It is crucial that beginners in basic ANOVA understand the concepts behind ANOVA. Like all statistics calculations, ANOVA is based on the testing of hypothesis. ANOVA seeks to find if the variance introduced into an experiment is the same or less than the normal variations that would result from human error in measurements. A basic concept of ANOVA is that an appropriate ANOVA model must formulate tests to compare the sources of variance in an experimental setting.
Basic ANOVA calculations are all based on the F-ratio. The F-ratio has a null hypothesis of one and is calculated from dividing the variance from an experimental treatment by the variation from an experimental error. If the F-ratio calculation reveals that this ratio is significantly different from one, then the hypothesis is usually thrown out.

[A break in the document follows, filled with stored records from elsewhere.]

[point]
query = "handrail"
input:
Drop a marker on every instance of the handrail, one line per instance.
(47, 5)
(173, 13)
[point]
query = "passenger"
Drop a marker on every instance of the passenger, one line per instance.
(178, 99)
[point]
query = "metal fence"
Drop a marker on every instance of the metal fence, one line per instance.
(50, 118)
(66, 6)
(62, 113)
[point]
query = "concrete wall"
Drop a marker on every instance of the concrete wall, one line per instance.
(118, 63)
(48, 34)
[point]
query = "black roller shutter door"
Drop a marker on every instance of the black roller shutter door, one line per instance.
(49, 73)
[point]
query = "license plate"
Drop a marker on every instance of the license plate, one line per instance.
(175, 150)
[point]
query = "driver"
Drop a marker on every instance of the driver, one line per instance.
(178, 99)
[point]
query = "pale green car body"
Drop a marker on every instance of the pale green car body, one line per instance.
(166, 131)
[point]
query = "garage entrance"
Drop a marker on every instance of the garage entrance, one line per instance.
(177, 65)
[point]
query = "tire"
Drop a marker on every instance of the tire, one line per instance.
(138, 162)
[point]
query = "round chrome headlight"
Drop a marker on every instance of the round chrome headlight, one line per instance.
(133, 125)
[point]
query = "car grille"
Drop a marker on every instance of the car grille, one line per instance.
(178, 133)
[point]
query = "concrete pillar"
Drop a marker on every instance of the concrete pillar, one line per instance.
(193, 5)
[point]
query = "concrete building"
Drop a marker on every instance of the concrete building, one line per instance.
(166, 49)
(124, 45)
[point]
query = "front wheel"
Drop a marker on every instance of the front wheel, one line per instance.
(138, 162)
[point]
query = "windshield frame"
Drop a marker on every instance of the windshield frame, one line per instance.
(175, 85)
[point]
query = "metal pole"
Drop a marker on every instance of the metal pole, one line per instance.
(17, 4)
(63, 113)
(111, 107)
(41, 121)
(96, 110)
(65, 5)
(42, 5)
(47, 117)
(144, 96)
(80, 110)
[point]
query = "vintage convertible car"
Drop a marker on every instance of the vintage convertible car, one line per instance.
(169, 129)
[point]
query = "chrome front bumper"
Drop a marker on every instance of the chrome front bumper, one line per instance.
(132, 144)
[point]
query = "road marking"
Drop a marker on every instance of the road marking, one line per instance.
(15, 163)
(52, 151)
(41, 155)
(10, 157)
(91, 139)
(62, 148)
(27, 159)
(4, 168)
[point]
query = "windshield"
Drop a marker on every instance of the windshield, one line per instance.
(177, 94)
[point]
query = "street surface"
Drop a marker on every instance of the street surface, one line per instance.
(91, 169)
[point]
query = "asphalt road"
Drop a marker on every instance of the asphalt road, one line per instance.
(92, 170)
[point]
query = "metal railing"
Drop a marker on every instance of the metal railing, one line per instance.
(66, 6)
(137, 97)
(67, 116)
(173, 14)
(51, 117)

Graphical representation of ANOVA is important for allowing students to fully understand how the analysis works. Peaks represent the test and hypothetical data, and examining these peaks shows how the size of variation between samples can be compared with the size of variation within samples, a crucial principle of ANOVA.
Most ANOVA calculations are too complicated to be carried out on regular calculators. Because of this, ANOVA problems are typically worked out through statistics programs like Minitab; training in and knowledge of Minitab or any like program is very important to successfully performing ANOVA tests. While Microsoft Excel can also be used for ANOVA, it may be more difficult to use than Minitab because it is not specifically designed for ANOVA calculations.
There are many variations of ANOVA. Generally speaking, most basic ANOVA problems follow one-way ANOVA between groups or one way repeated measures. More complicated ANOVA calculations might focus on two-way problems or even ANOVA parametric or non-parametric tests.